Extract from a medical journal.
According to recent statistics from the American Center for Disease Control (CDC), the number of people suffering from serious diseases has increased when compared to ten years ago. This raises the questions:
Why has this happened?
What can be done to stop it?
The expectation was that this number would decrease thanks to advances in medical science which have helped in the fight against illnesses.
Anemia, for example, is now a treatable disorder but this alone is not enough to get rid of the larger problem of heart disease which now affects over 26.5 million people in America and is largely caused by poor diet.
On the other hand modern medicine has proved very effective in combating meningitis, with new treatments offered for both viral and bacterial versions of the disease. Polio, which was one of the major concerns of the last century, is close to being eradicated with only a few outbreaks in certain parts of the developing world.
There are of course many diseases which remain incurable such as acquired immunodeficiency syndrome (AIDS), which although is far from the levels of near epidemic of the 1980's remains a major concern for world healthcare. Modern medicine has developed a way to treat for AIDS but has yet
to find a cure. Another incurable illness is influenza (flu), which although affecting over 10% of the population of the western world is only treatable proactively in the form of a vaccination.
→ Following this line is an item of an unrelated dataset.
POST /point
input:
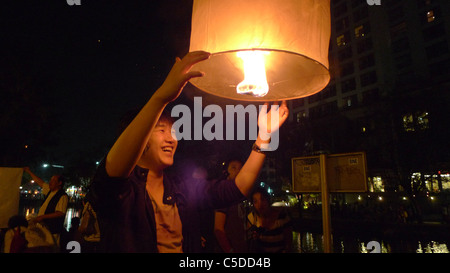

So while medical advances have made it possible to treat, cure or even eradicate illness there are still many conditions which remain dangerous.
When thinking about why the number of people suffering from serious diseases is so high, you have to look both at the current state of medical knowledge and also trends in patients' lifestyles. The number of reported sexually transmitted diseases (STD's) has increased steadily over the past 50 years partly as a result of acceptance of the diseases and partly as the young generation tends to take more risks than their parents did.
Chlamydia is a good example of this, figures released by the World Health Organization (WHO) indicate that there was a 7% rise in the number of cases of Chlamydia in the US in 2012 when compared to the previous year. The increase was highest among teens, who may not even realize that they have an infectious disease or are too embarrassed to report it straightaway which may in-turn lead to infertility.
The answer to the question "What can be done to stop the trend of increasing levels of disease?" may be as simple as education. If people knew the risks associated with their current lifestyle, they may be encouraged to make some change which would spare them future illness. A great example of this can be seen in the European approach to reducing lung cancer rates by running public information adverts on the dangers of smoking. Or on a smaller scale, in programs to educate children on the causes of diabetes and how to avoid contracting it.
While it may not be possible for medicine to fight against every disease, the number of terminal diseases is decreasing and if this is combined with education on how to lead a healthier life - the future looks good.